Another story, “Wenlock Edge” presents a familiar Munro archetype, the small-town-college-girl’s-abrupt-coming-of-age-in-the-big-city, with an unexpected twist: There’s a seduction without a seduction this time around, a striking scene in which the protagonist ends up at dinner with her roommate’s older, obsessive lover, a man who seems a strangely potent cocktail of reticence and restriction, fetish and feebleness. Needless to say, the protagonist agrees to dine naked while the man, Mr. Purvis, remains completely clothed. And while the two never touch, it’s an experience that alters the reality of every character in the story, including the roommate, Nina, and the protagonist’s cousin, Ernie.
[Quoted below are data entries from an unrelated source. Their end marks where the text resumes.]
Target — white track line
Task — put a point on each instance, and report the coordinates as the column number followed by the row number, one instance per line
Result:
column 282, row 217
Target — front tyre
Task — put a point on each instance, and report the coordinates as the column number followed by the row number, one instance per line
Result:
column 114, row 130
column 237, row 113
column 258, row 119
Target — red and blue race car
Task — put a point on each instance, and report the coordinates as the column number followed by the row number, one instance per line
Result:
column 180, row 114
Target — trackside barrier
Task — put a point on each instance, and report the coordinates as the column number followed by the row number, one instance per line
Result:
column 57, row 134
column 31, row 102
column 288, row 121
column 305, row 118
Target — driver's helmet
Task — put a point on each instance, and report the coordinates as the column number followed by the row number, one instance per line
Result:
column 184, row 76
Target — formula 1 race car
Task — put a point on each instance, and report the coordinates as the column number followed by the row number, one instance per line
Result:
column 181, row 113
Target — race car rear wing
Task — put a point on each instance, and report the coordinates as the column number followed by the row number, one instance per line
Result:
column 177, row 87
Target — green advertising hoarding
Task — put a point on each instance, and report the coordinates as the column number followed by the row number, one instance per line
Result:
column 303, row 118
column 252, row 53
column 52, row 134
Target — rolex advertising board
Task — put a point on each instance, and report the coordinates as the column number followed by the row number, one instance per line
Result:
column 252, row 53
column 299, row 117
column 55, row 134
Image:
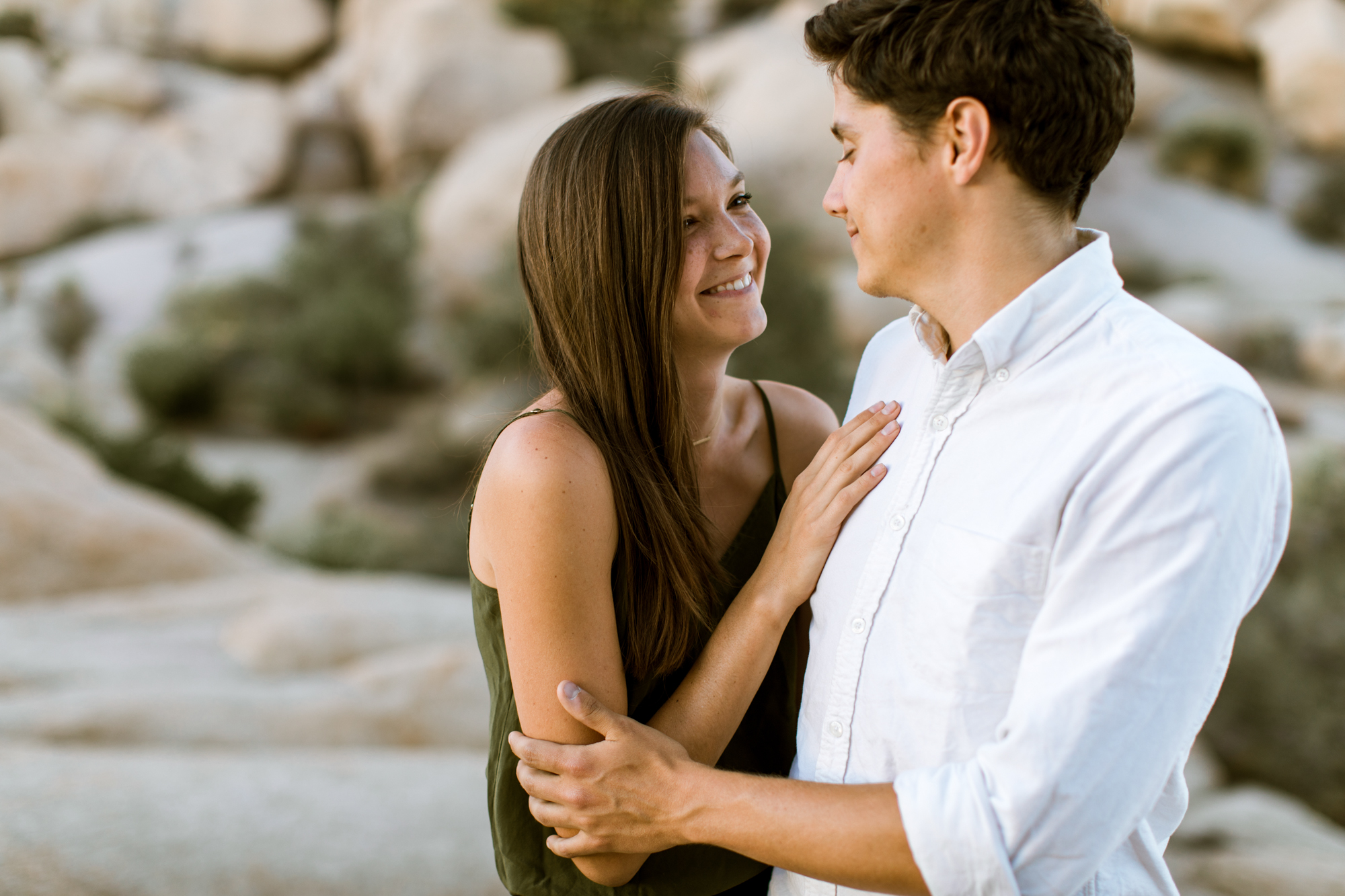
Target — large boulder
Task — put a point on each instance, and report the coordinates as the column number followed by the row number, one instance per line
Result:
column 1252, row 841
column 469, row 218
column 1178, row 231
column 785, row 149
column 171, row 822
column 271, row 36
column 111, row 79
column 1213, row 26
column 224, row 145
column 68, row 526
column 221, row 142
column 221, row 663
column 424, row 75
column 25, row 103
column 126, row 276
column 325, row 627
column 54, row 181
column 1303, row 50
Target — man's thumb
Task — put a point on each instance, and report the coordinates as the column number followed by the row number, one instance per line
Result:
column 588, row 709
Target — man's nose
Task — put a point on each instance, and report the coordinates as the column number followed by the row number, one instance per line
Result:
column 835, row 201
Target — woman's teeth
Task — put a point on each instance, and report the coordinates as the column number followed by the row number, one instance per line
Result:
column 743, row 283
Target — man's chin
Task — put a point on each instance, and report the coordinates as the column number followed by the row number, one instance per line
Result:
column 872, row 286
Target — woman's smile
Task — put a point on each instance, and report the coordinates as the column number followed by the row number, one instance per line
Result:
column 738, row 287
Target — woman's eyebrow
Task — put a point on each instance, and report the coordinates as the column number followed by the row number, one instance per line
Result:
column 738, row 178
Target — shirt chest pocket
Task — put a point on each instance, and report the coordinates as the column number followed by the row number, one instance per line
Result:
column 973, row 602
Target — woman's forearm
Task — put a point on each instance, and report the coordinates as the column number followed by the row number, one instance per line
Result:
column 708, row 708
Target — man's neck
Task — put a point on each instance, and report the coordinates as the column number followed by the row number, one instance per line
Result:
column 991, row 266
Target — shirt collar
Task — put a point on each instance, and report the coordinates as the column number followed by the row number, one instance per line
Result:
column 1040, row 318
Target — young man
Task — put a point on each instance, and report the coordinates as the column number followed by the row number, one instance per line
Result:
column 1022, row 630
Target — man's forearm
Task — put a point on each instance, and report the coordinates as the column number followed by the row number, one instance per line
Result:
column 849, row 834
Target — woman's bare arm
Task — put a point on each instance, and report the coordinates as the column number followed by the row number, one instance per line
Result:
column 544, row 534
column 547, row 530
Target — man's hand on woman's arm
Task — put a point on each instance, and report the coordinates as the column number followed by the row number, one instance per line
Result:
column 640, row 791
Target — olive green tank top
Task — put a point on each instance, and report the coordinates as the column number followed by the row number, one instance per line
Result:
column 763, row 743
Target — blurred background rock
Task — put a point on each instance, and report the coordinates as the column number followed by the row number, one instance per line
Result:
column 260, row 317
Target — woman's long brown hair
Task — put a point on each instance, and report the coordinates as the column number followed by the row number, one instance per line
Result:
column 601, row 251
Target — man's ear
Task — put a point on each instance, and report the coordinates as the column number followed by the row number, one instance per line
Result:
column 969, row 138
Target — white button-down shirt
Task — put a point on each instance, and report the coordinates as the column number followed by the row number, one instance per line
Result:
column 1027, row 622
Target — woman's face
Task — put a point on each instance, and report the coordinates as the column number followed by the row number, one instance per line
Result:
column 719, row 304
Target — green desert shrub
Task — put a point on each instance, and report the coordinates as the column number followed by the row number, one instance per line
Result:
column 68, row 321
column 1281, row 715
column 1227, row 155
column 736, row 10
column 428, row 540
column 1272, row 350
column 163, row 464
column 800, row 345
column 636, row 40
column 1321, row 214
column 306, row 353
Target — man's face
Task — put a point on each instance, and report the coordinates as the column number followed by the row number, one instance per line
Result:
column 892, row 194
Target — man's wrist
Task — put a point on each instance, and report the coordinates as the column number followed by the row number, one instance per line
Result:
column 701, row 799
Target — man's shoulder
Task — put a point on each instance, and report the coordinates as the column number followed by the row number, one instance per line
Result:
column 1139, row 353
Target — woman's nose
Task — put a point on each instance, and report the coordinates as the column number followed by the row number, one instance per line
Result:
column 734, row 241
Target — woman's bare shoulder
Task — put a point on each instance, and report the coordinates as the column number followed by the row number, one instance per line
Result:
column 544, row 482
column 802, row 423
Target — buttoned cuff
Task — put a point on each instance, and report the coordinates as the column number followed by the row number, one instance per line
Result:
column 953, row 831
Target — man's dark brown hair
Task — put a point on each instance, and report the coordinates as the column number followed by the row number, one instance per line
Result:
column 1054, row 75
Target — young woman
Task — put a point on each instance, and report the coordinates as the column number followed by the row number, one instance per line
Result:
column 630, row 512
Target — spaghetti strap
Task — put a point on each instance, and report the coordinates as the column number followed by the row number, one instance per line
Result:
column 770, row 424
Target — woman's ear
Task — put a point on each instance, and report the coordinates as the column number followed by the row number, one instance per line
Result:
column 969, row 134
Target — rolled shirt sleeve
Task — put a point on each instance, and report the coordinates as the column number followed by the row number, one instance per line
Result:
column 1163, row 548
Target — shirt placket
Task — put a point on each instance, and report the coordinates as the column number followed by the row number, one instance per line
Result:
column 953, row 392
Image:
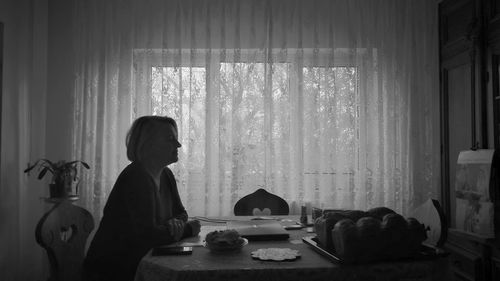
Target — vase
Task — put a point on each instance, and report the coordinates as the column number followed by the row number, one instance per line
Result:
column 59, row 190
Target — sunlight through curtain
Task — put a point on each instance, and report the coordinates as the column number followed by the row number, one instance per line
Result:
column 324, row 103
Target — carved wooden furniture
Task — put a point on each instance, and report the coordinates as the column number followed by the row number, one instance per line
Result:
column 469, row 48
column 63, row 233
column 259, row 203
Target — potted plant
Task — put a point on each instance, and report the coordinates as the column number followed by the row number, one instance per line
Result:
column 64, row 175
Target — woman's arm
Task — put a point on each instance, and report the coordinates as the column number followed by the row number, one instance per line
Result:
column 141, row 206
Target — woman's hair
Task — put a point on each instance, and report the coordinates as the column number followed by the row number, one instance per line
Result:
column 141, row 130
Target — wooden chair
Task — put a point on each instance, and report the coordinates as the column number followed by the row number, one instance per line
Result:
column 63, row 233
column 261, row 203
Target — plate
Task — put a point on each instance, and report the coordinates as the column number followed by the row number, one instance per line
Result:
column 225, row 249
column 427, row 252
column 276, row 254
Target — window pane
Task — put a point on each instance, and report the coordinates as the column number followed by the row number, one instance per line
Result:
column 330, row 129
column 180, row 92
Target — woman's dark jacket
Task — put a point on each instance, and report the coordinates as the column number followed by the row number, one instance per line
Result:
column 134, row 221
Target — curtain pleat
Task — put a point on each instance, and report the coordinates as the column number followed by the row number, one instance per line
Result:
column 324, row 103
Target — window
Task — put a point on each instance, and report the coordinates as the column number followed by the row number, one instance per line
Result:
column 245, row 123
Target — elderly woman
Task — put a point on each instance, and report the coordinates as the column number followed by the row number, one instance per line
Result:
column 144, row 209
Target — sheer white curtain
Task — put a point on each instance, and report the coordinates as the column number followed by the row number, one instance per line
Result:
column 326, row 102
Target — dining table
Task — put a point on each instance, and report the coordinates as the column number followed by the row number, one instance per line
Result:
column 205, row 265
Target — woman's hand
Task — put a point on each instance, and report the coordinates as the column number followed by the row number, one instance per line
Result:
column 195, row 227
column 176, row 228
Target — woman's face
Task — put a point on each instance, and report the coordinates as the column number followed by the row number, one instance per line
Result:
column 164, row 145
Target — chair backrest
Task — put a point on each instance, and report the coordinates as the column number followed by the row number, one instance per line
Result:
column 63, row 233
column 259, row 203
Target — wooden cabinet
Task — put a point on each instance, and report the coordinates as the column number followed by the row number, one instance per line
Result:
column 469, row 32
The title story is the real gem of the collection, and also a change of pace. At fifty-plus pages, it’s too difficult to summarize in a few sentences. But it’s a piece of historical fiction that introduces readers to the life of Sophia Kovalevsky, a late-nineteenth-century Russian mathematician, both romantically and professionally, in the days before her death. In that story, and others, Too Much Happiness contains all the narrative fireworks of a typical Munro collection. At times, the book doesn’t feel as cohesive, thematically speaking, as previous collections, like 2004’s Runaway. In fact, one might wonder what Munro even stands to gain by publishing another book. If she succeeds, she only fulfills our expectations, nothing more. If she fails, she dents her own reputation. Well, suffice it to say that, after all the page-turning is over with, everything we think about Munro is still intact, and even strengthened.